Don't bother. Cocoa is quite explicitly designed to not support event processing on any thread other than the main thread. No amount of "trying to isolate" Cocoa functionality into a thread will make it work.

Because I have no access to the main thread.

The only way you can't have access to the main thread is if you are using a piece of software for which you have either no source or don't have the ability -- the rights, most typically -- to modify said source.

If you have the source, modify it so that whatever it is that is consuming the main thread is no longer on the main thread.

You'll need to give some more information on exactly what it is you are trying to do -- what you are trying to integrate with -- to gain more help.

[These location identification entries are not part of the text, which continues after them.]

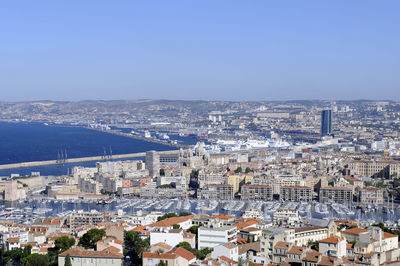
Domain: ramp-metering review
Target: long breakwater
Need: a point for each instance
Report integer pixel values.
(76, 160)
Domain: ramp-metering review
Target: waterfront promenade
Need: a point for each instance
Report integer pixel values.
(76, 160)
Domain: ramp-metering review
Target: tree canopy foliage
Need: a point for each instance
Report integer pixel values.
(90, 239)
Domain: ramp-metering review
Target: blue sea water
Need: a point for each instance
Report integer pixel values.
(25, 142)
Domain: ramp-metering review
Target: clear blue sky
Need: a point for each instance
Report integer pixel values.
(216, 50)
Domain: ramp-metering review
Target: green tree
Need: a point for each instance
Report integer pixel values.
(176, 226)
(90, 239)
(166, 216)
(239, 170)
(200, 254)
(185, 213)
(67, 261)
(135, 246)
(63, 243)
(313, 245)
(35, 260)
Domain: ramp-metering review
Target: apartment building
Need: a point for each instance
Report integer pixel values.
(80, 256)
(372, 168)
(217, 191)
(371, 195)
(256, 192)
(215, 235)
(339, 194)
(81, 218)
(296, 193)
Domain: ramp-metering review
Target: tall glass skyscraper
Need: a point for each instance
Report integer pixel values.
(326, 123)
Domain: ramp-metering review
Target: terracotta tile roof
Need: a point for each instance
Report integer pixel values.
(154, 255)
(327, 261)
(181, 252)
(171, 221)
(312, 256)
(308, 228)
(188, 235)
(139, 228)
(111, 239)
(162, 245)
(250, 229)
(330, 240)
(388, 235)
(83, 253)
(226, 259)
(355, 231)
(222, 217)
(249, 222)
(44, 249)
(282, 245)
(296, 250)
(249, 246)
(229, 245)
(13, 240)
(241, 240)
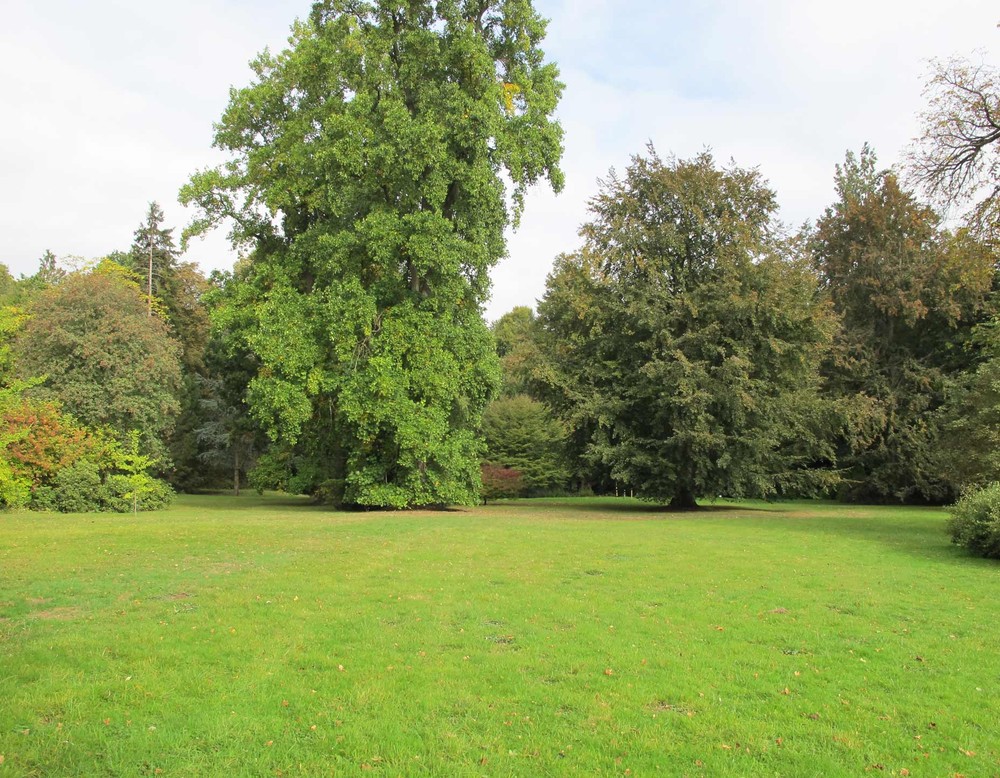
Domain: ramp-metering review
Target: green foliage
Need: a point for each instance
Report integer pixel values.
(178, 287)
(523, 361)
(74, 489)
(688, 337)
(970, 418)
(500, 482)
(521, 433)
(957, 156)
(104, 359)
(975, 521)
(121, 494)
(908, 294)
(380, 141)
(118, 482)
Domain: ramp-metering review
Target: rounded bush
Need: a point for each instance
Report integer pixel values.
(74, 489)
(117, 492)
(975, 521)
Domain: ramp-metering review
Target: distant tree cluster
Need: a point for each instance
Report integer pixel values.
(111, 383)
(691, 346)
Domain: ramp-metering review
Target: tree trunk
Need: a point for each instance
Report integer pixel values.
(684, 499)
(236, 475)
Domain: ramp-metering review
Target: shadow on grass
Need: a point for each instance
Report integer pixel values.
(623, 506)
(923, 537)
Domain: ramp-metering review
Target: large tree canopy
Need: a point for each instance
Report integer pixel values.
(957, 156)
(103, 358)
(367, 180)
(689, 336)
(908, 294)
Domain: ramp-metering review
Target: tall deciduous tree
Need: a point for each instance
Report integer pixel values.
(908, 293)
(522, 434)
(957, 156)
(689, 337)
(367, 180)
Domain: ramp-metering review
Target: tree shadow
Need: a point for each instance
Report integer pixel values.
(626, 505)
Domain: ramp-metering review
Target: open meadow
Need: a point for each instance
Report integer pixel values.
(264, 636)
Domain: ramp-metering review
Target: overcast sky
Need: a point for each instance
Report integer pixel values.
(106, 105)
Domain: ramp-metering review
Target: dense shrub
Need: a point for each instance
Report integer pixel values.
(975, 521)
(500, 482)
(74, 489)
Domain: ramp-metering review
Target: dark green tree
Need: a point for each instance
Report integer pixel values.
(103, 359)
(956, 159)
(366, 179)
(522, 434)
(689, 336)
(907, 293)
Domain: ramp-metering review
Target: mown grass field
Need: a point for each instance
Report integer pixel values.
(263, 636)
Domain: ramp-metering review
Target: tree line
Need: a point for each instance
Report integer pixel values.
(691, 346)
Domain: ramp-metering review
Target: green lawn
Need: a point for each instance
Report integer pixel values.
(549, 637)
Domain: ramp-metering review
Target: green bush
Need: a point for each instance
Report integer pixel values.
(975, 521)
(119, 493)
(80, 489)
(74, 489)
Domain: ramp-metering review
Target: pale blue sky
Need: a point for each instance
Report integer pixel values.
(109, 104)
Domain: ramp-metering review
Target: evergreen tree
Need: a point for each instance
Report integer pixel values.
(908, 294)
(689, 336)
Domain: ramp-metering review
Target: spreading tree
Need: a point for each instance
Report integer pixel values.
(689, 335)
(102, 357)
(368, 185)
(956, 159)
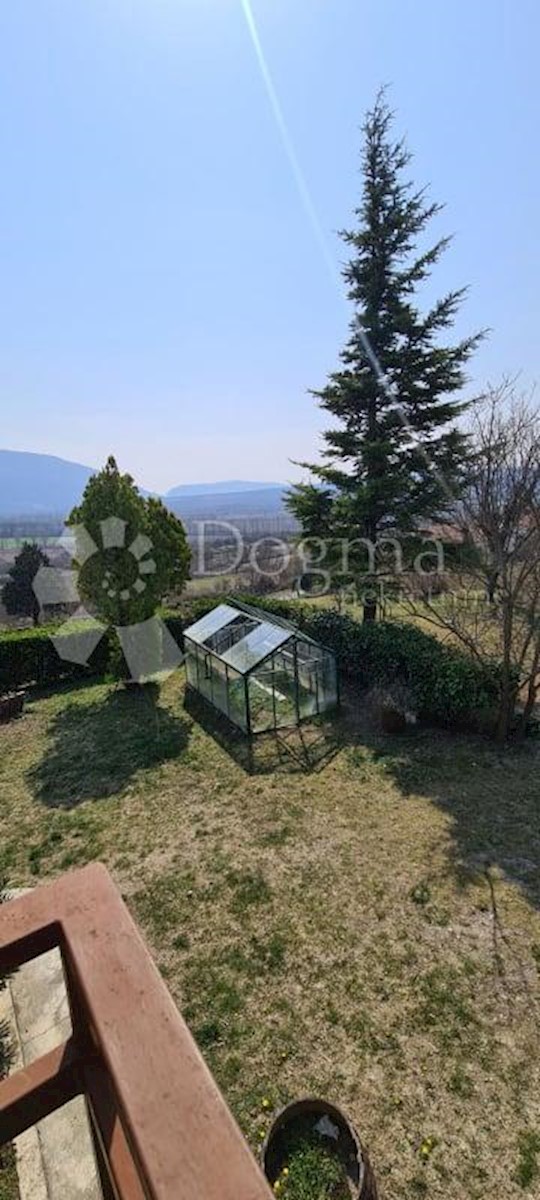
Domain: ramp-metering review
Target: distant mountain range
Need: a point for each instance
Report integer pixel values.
(35, 485)
(220, 489)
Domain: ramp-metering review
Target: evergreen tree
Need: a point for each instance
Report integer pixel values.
(18, 595)
(395, 456)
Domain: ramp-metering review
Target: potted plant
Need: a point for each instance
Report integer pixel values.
(11, 706)
(313, 1150)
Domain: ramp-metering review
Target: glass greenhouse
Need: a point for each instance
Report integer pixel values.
(258, 670)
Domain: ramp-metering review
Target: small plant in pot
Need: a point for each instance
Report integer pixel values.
(312, 1152)
(11, 706)
(394, 707)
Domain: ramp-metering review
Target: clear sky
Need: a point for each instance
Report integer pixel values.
(163, 294)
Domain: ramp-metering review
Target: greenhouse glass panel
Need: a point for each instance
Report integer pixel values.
(256, 647)
(209, 624)
(261, 672)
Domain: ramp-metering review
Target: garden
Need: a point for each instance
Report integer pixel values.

I am still suprising of a such limiation of Cocoa on MacOSX while it works
perfectly with GNUstep.

Think it through; why would Apple or NeXT waste engineering resources making this work? Making anything thread safe -- especially complex things -- is extremely difficult and there is always a performance hit for doing so. Always.

And doing so offers what feature or advantage to the developer?

Event processing is an inherently linear process. You generally cannot respond to the next event until the current event is fully processed. Efficiency is generally obtained by coalescing related events -- sequences of key events while typing -- or by ignoring events like mouse moves when they aren't relevant.